Jacques Hamelink (1939) heeft het de lezer nooit gemakkelijk gemaakt. Toen hij vijftig jaar geleden debuteerde met zowel poëzie als verhalen werd zijn werk ogenblikkelijk besprongen door essayisten en academici die zich uitputten in ingenieuze interpretaties, want wat hij schreef was vreemd, dicht en hermetisch. Binnen tien jaar groeide Hamelink uit tot een geliefd cultschrijver van een intrigerend oeuvre, waarvoor hij ook prijzen ontving, maar toen hij zich in de jaren zeventig en tachtig leek terug te trekken in een steeds ondoorgrondelijker eigen wereld haakten de lezers af. Hij stopte met het schrijven van proza en essays en legde zich exclusief toe op poëzie, voor hem het ultieme genre.
In 1994 publiceerde hij de lijvige bundel Folklore imaginaire de Flandre, waarin hij terugkeerde naar Zeeuws-Vlaanderen, zijn geboortegrond. Zeven hecht gecomponeerde bundels volgden, die hem uit de marginaliteit haalden en de eigenzinnige kracht van zijn dichterschap opnieuw bevestigden. Maar hoe aantrekkelijk veel lezers Hamelinks taalconstructies ook vonden, bijna niemand begreep waarover hij het had. Voor een belangrijk deel was dit te wijten aan zijn neiging voortdurend te verwijzen naar al dan niet obscure literatuur, beeldende kunst of historische feiten, vaak ook uit culturele omgevingen die de gemiddelde Nederlandse poëzielezer niet paraat heeft.

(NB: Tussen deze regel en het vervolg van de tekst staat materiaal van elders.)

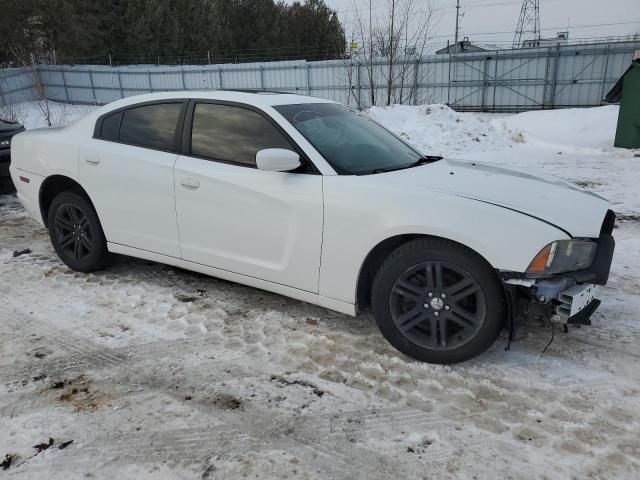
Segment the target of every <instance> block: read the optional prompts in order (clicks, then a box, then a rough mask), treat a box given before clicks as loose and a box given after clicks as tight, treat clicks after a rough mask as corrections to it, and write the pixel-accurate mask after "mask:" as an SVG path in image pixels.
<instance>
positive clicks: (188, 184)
mask: <svg viewBox="0 0 640 480" xmlns="http://www.w3.org/2000/svg"><path fill="white" fill-rule="evenodd" d="M180 185H182V186H183V187H184V188H186V189H189V190H195V189H196V188H198V187H199V186H200V181H199V180H197V179H195V178H191V177H183V178H181V179H180Z"/></svg>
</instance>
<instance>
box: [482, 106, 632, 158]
mask: <svg viewBox="0 0 640 480" xmlns="http://www.w3.org/2000/svg"><path fill="white" fill-rule="evenodd" d="M618 109H619V107H618V106H617V105H608V106H605V107H595V108H567V109H564V110H545V111H535V112H525V113H520V114H518V115H512V116H509V117H507V118H502V119H497V120H493V121H492V122H491V124H492V125H493V126H494V127H495V128H496V130H498V131H502V132H503V133H506V134H507V135H508V137H510V138H511V139H512V140H513V141H516V142H518V141H522V142H526V143H532V144H538V145H540V146H542V147H544V146H548V147H550V148H562V149H563V150H564V151H569V150H576V151H583V152H584V151H585V150H587V149H589V148H592V149H598V150H608V149H611V148H612V147H613V140H614V138H615V134H616V125H617V121H618Z"/></svg>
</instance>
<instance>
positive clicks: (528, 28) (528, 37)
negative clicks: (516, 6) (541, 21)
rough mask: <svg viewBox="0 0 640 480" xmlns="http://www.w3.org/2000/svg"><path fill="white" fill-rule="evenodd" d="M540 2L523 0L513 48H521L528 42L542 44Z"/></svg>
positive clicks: (520, 9)
mask: <svg viewBox="0 0 640 480" xmlns="http://www.w3.org/2000/svg"><path fill="white" fill-rule="evenodd" d="M540 35H541V34H540V0H523V2H522V8H521V9H520V19H519V20H518V27H517V28H516V35H515V37H513V48H520V47H522V46H523V43H524V42H526V41H527V40H534V41H537V42H538V44H539V42H540Z"/></svg>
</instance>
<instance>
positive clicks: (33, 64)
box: [9, 16, 51, 126]
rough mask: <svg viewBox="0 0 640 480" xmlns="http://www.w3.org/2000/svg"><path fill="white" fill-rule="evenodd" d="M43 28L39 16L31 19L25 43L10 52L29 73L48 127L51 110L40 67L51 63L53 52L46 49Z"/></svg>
mask: <svg viewBox="0 0 640 480" xmlns="http://www.w3.org/2000/svg"><path fill="white" fill-rule="evenodd" d="M41 27H42V19H41V18H40V17H38V16H34V17H31V18H30V19H29V29H28V31H27V35H26V37H25V39H24V40H25V42H24V43H23V44H20V45H10V46H9V51H10V52H11V55H12V56H13V57H14V58H15V60H16V62H17V63H18V64H19V65H21V66H22V67H23V68H24V69H25V70H26V71H28V72H29V74H30V76H31V80H32V84H33V89H34V91H35V94H36V101H37V104H38V108H39V109H40V110H41V111H42V115H43V116H44V119H45V121H46V123H47V125H48V126H51V109H50V108H49V99H48V96H47V88H46V85H45V84H44V82H43V80H42V72H41V71H40V69H39V65H41V64H45V63H49V62H50V57H51V52H50V51H49V50H48V49H47V47H46V42H45V41H44V38H45V36H44V34H43V33H42V29H41Z"/></svg>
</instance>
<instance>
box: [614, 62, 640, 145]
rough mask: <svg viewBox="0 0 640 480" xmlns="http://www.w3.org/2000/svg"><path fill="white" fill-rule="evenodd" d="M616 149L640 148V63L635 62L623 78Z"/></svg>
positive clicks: (615, 141) (616, 132)
mask: <svg viewBox="0 0 640 480" xmlns="http://www.w3.org/2000/svg"><path fill="white" fill-rule="evenodd" d="M614 145H615V146H616V147H621V148H640V61H637V60H636V61H634V62H633V63H632V64H631V67H629V70H627V73H625V74H624V76H623V77H622V96H621V99H620V113H619V114H618V128H617V129H616V141H615V143H614Z"/></svg>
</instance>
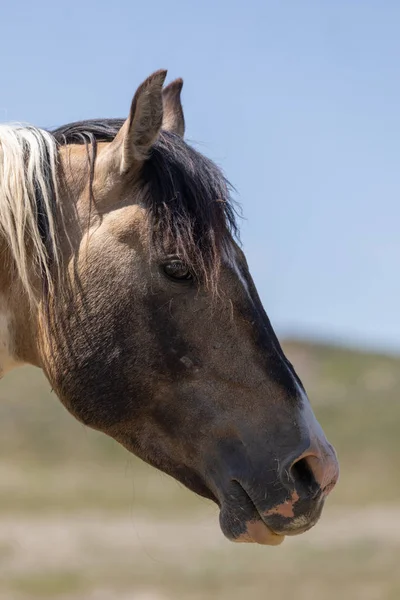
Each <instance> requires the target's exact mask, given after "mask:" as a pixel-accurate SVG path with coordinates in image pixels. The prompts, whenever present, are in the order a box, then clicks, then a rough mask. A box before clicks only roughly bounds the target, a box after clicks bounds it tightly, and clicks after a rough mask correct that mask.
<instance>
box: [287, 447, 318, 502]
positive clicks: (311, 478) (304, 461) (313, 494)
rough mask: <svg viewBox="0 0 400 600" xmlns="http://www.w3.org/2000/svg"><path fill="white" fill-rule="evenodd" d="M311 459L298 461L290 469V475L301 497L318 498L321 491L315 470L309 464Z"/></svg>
mask: <svg viewBox="0 0 400 600" xmlns="http://www.w3.org/2000/svg"><path fill="white" fill-rule="evenodd" d="M309 458H310V457H308V456H307V457H304V458H300V459H297V460H296V461H295V462H294V463H293V464H292V466H291V468H290V475H291V477H292V479H293V482H294V484H295V488H296V491H297V493H298V494H299V496H300V497H304V496H310V495H311V496H316V495H317V494H318V493H319V491H320V486H319V483H318V482H317V481H316V479H315V476H314V473H313V470H312V468H311V465H310V463H309Z"/></svg>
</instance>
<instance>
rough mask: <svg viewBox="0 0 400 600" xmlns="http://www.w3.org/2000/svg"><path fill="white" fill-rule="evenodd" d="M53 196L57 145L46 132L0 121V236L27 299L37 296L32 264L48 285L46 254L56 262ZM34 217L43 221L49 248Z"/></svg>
mask: <svg viewBox="0 0 400 600" xmlns="http://www.w3.org/2000/svg"><path fill="white" fill-rule="evenodd" d="M38 199H40V201H38ZM57 200H58V193H57V146H56V141H55V140H54V138H53V137H52V135H51V134H50V133H48V132H47V131H43V130H42V129H37V128H35V127H31V126H26V127H23V126H21V125H0V236H1V237H3V238H4V239H5V240H6V243H7V245H8V247H9V249H10V251H11V255H12V258H13V259H14V262H15V265H16V269H17V271H18V275H19V277H20V279H21V282H22V284H23V286H24V288H25V290H26V292H27V293H28V296H29V298H30V300H31V301H33V302H36V301H37V298H36V297H35V291H34V289H33V286H32V280H33V278H32V267H33V269H34V272H35V274H36V275H39V276H40V277H43V276H44V277H45V278H46V280H47V281H48V282H49V284H50V285H51V281H52V278H51V274H50V271H49V253H51V255H52V259H53V261H54V262H55V263H56V266H58V265H59V252H58V250H57V243H56V232H55V224H54V206H55V204H57V203H58V202H57ZM38 209H39V210H40V211H41V214H39V210H38ZM43 213H44V214H43ZM38 218H39V219H40V218H42V219H43V218H44V222H45V223H46V238H47V239H48V245H49V248H50V252H49V250H48V248H46V244H45V243H44V240H43V235H42V234H41V231H40V229H39V221H38Z"/></svg>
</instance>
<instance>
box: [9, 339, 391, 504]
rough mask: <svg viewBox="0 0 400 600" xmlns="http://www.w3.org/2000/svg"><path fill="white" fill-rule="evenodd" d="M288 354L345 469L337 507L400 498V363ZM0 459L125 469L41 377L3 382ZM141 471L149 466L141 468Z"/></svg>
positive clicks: (316, 347)
mask: <svg viewBox="0 0 400 600" xmlns="http://www.w3.org/2000/svg"><path fill="white" fill-rule="evenodd" d="M283 345H284V349H285V351H286V353H287V355H288V357H289V359H290V360H291V362H292V363H293V364H294V366H295V368H296V370H297V372H298V374H299V375H300V377H301V379H302V381H303V383H304V385H305V387H306V389H307V391H308V394H309V397H310V400H311V404H312V406H313V407H314V410H315V412H316V414H317V417H318V419H319V420H320V422H321V424H322V426H323V428H324V429H325V431H326V433H327V435H328V437H329V439H330V441H331V442H332V443H333V444H334V445H335V447H336V449H337V452H338V455H339V460H340V463H341V480H340V484H339V485H338V491H337V492H335V494H334V496H335V498H336V501H337V502H346V503H360V502H362V503H368V502H372V501H374V502H376V501H388V500H393V501H395V500H399V499H400V477H399V473H400V358H397V357H390V356H383V355H378V354H372V353H363V352H361V351H354V350H349V349H343V348H338V347H332V346H329V345H323V344H317V343H309V342H302V341H293V340H287V341H286V342H285V343H284V344H283ZM0 455H1V461H2V463H3V464H4V463H5V462H6V463H8V464H12V465H14V466H15V465H18V464H23V465H25V464H29V465H36V466H37V467H39V466H40V465H47V466H48V467H49V468H50V466H51V465H66V464H68V465H75V466H76V467H77V468H78V467H80V466H82V465H85V464H86V465H90V464H94V463H96V464H97V465H100V468H101V466H102V465H109V466H111V465H112V464H115V465H117V464H122V463H125V462H126V460H127V456H128V455H127V453H126V451H125V450H123V449H122V448H120V447H119V446H118V445H117V444H116V443H115V442H113V441H112V440H109V439H108V438H107V437H106V436H104V435H102V434H99V433H97V432H91V431H89V430H87V429H85V428H84V427H83V426H82V425H80V424H78V423H77V422H76V421H75V420H74V418H73V417H71V416H70V415H69V414H68V413H67V411H66V410H65V409H64V408H63V407H62V406H61V404H60V402H59V401H58V399H57V398H56V396H55V394H54V393H51V392H50V389H49V385H48V383H47V381H46V380H45V378H44V377H43V376H42V374H41V373H40V371H38V370H37V369H33V368H28V367H26V368H23V369H19V370H16V371H14V372H12V373H10V374H9V375H7V376H6V377H5V378H4V379H3V380H2V381H1V383H0ZM137 468H138V469H142V465H140V466H138V467H137Z"/></svg>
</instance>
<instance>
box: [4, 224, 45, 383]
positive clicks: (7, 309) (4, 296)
mask: <svg viewBox="0 0 400 600" xmlns="http://www.w3.org/2000/svg"><path fill="white" fill-rule="evenodd" d="M8 254H9V252H8V250H7V246H6V244H5V243H4V241H3V240H2V239H1V236H0V255H1V256H2V262H1V265H0V378H1V377H2V376H3V375H5V374H6V373H7V372H8V371H11V370H12V369H14V368H15V367H18V366H22V365H23V364H25V363H28V362H30V363H32V364H35V363H36V360H35V358H34V351H33V345H32V339H33V336H32V331H33V321H34V320H33V311H32V310H31V308H30V307H29V302H28V299H27V297H26V294H25V292H24V290H23V286H22V284H21V283H20V281H19V280H18V278H17V275H16V273H15V269H12V268H10V265H11V264H12V260H11V258H10V257H9V256H8Z"/></svg>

Je kreeg soms de indruk dat de dichter je moedwillig een essentiële sleutel onthield, dat je hard moest studeren om in zijn wereld te kunnen doordringen. Enkele jaren geleden schreef ik een geleerd boek over een van zijn bundels, en ik was niet de enige. Hoe ontoegankelijk de poëzie ook leek, het was kennelijk toch evident dat hij iets te vertellen had wat we wilden weten. Klank en beeldtaal hielden de belofte in zich van een schoonheid, die de dichter vooralsnog liever voor zichzelf wilde houden.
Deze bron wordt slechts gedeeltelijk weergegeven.